ある地獄の手違いにより亡者が凶暴化し、獄卒もそれを抑えるのにてんやわんやだったのだ。
ようやく落ち着いた今でも、書類上のやり取りが残っている。
対処しきれない獄卒が何度も確認に訪れ、鬼灯はかなり苛立っていた。

「チッ……誰ですかね。重要書類をなくした馬鹿な獄卒は…」

その獄卒のせいでこの混乱が起きたのだ。大事には至らなかったが、指導だけでは済まない。
鬼灯はその地獄の責任者たちのリストを眺めながら、その日誰が書類を持っていたのか確かめる。
そんなとき、法廷に泣きそうな顔をした獄卒がやってきた。
額に棘のような小さな角を生やした女獄卒。

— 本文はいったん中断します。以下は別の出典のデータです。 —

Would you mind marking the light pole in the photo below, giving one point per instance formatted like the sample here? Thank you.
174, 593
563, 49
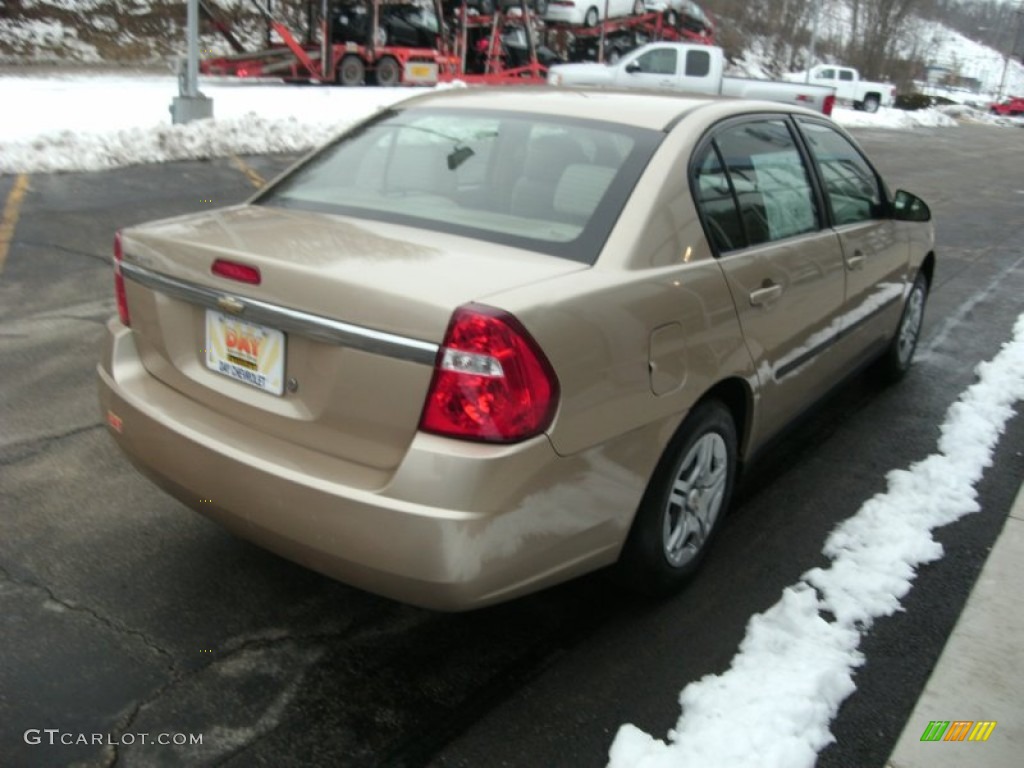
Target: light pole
1008, 54
189, 103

ぎゅっと口を噤み、瞳は涙で光っていた。

「名前、どうしたんですか?」

慌てて駆け寄る鬼灯は優しく名前の頭を撫でた。声色もイラついたものから急に優しくなる。
彼女は鬼灯の妹なのだ。

「鬼灯様すみません…大事な書類をなくしたのは私です。ごめんなさい…!!」

震えた声で頭を下げる名前に鬼灯は目を細めた。
肩を叩き顔を上げさせる。今にも溢れ出しそうな涙は、ひとつ零れれば留まることを知らないだろう。
鬼灯はもう一度名前を安心させるように頭に手を置いた。

「大丈夫ですよ。こんなの朝飯前です」
「でも……」
「名前のせいじゃない。名前に任せた上司が悪いんです」

さらりと責任を押し付けられた上司は今頃どこかでくしゃみをしているだろう。
名前は鬼灯の言葉に戸惑いの色を見せた。
しかしこんな贔屓は今に始まったことではない。

「ありがとうございます、鬼灯様」
「かわいい妹ですから当然です」

ぺこりと丁寧に頭を下げた名前は仕事に戻っていった。
駆けていく名前を眺めながら、鬼灯の機嫌はいつの間にか戻っていた。
さっきまでイライラしていたのが嘘のように優しい顔をしている。

「相変わらずの妹贔屓…」
「何か言いましたか?」

呟いた閻魔は鬼灯に睨まれて首を竦めた。